Ancak zaman zaman böyle bir manevi atmosferi zedeleyen adeta duyguların virüse yakalanmış haline de şahit olmaktayız. Bu, hayatın dünyevileşmesine bağlı bir sosyal değişim midir, manevi bir çözülme midir bilemiyorum?
Konforu din haline getiren insanların gösterişte kalan suni dindarlığıyla, kanaati takva halinde yaşayan insanların dindarlığı arasında büyük farka var, ne farkı, gizliden gizliye bir çatışma var. Hatta bunu açıktan yapanlara bile şahit olmaktayız: Oruç tutmadığını halde, iftar sofralarında boy gösterenlerin, bununla da yetinmeyip iftar sonrasında seccade üzerinde ayakkabısıyla poz verenlerin bizi yönetmeye talip olmalarını neyle izah edeceksiniz?

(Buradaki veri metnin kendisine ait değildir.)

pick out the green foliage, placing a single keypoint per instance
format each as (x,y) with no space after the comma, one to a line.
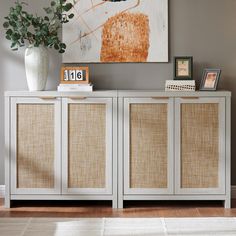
(23,27)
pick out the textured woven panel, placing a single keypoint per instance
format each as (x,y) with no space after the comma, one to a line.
(199,145)
(148,145)
(35,146)
(87,146)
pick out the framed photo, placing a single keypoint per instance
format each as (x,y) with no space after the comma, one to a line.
(74,75)
(210,79)
(183,68)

Böyle bir sorumluluğun yükü altında olan bir insan kendini anlamamışsa, başkalarını nasıl anlayacaktır? Böylesiler insanları yönetmeye hangi değerler manzumesiyle talip olacaktır? Müslüman toplumun hassasiyetine nasıl saygı gösterecektir?
Refah toplumu; kimliğinden koparılmış, sürü halinde, zevkine tapan, bağlandığını sandığı değerlerinin sulandırılmasına aldırış etmeyen, böyle bir dikkatin takipçisi olmayan toplum değildir, olmamalıdır! Türkiye’yi böyle bir yöne doğru sürüklemek isteyenlerin oyununa dikkat etmemiz gerekiyor. Dindar kesim ile dini dar kesimin keyfiyetini dikkate almaz isek, bu gizli ayrışma zamanla çatışmaya dahi dönüşebilir.

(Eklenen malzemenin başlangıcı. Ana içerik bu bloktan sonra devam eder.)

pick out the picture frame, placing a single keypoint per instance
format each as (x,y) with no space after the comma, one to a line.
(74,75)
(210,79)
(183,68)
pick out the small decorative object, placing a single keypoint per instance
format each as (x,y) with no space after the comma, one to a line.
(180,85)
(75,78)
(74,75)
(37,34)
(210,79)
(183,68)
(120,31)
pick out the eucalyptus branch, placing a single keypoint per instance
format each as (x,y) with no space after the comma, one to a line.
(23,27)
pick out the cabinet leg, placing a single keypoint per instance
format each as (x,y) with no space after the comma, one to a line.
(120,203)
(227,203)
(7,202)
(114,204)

Allah’ın Resulü, isteseydi ölürken arkasında devasa miras bırakırdı, ama yapmadı böyle bir şeyi. Mütevazı yaşadı, göze batacak bir servet bırakmadan öldü. Şimdi onun yolunda olduğunu söyleyenlerin önemli bir kısmı; daha çok nasıl servet sahibi olabiliriz yarışındalar. Gündüz oruç tutuyor, akşamları kebaplı, ballı-kaymaklı sofralarda iftar açıyorlar. Birkaç yıldır, iftar davetlerine sırf bu yüzden gitmiyorum. Çünkü o sofralarda israf edilenlerden yüzlerce ailenin karnı doyurulabilir. Buna şahit olmanın ıstırabıyla içim sızlayarak evime dönüyorum. Şu mübarek zamanda, lokanta çevresindeki çöp bidonlarından yiyecek toplayan insanların görüntüsü Müslümanlara ‘ben ne yapıyorum?’ dedirtmiyorsa, bana göre bu, hepimizin yüz karasıdır. Çünkü kolektif ruhu kaybetmiş oluyoruz.

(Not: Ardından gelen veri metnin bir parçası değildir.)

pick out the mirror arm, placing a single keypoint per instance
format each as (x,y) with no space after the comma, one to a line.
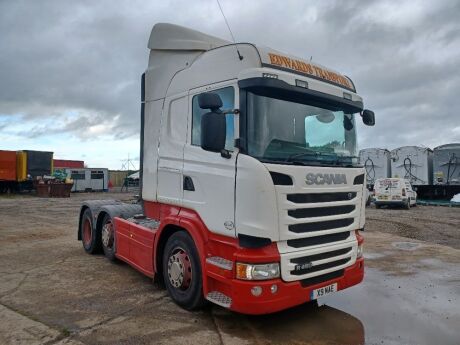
(225,154)
(231,111)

İslam’ın prensiplerine bağlı yaşama biçimi bu mu? Elbette ki değil. Bizlere sağlanan imkânlar, menfaat çarkına takılmış insanların sömürdüğü alan haline gelmemelidir. Dar gelirli, emekli, işsiz yığınların çaresizliği ruhumuzda deprem etkisi yapmıyorsa, yediğimiz lokmanın ne tadını ne de huzurunu alabiliriz.
Allah’a yakın olmanın yolu, insanlara yakın olmaktan geçer. Böyle bir ideal, hiçbir zaman magazin kültürüne kaydırmak isteyenlerin İslami anlayışıyla örtüşemez. Çünkü orada liberal ahlakın dayanılmaz tahakkümü vardır.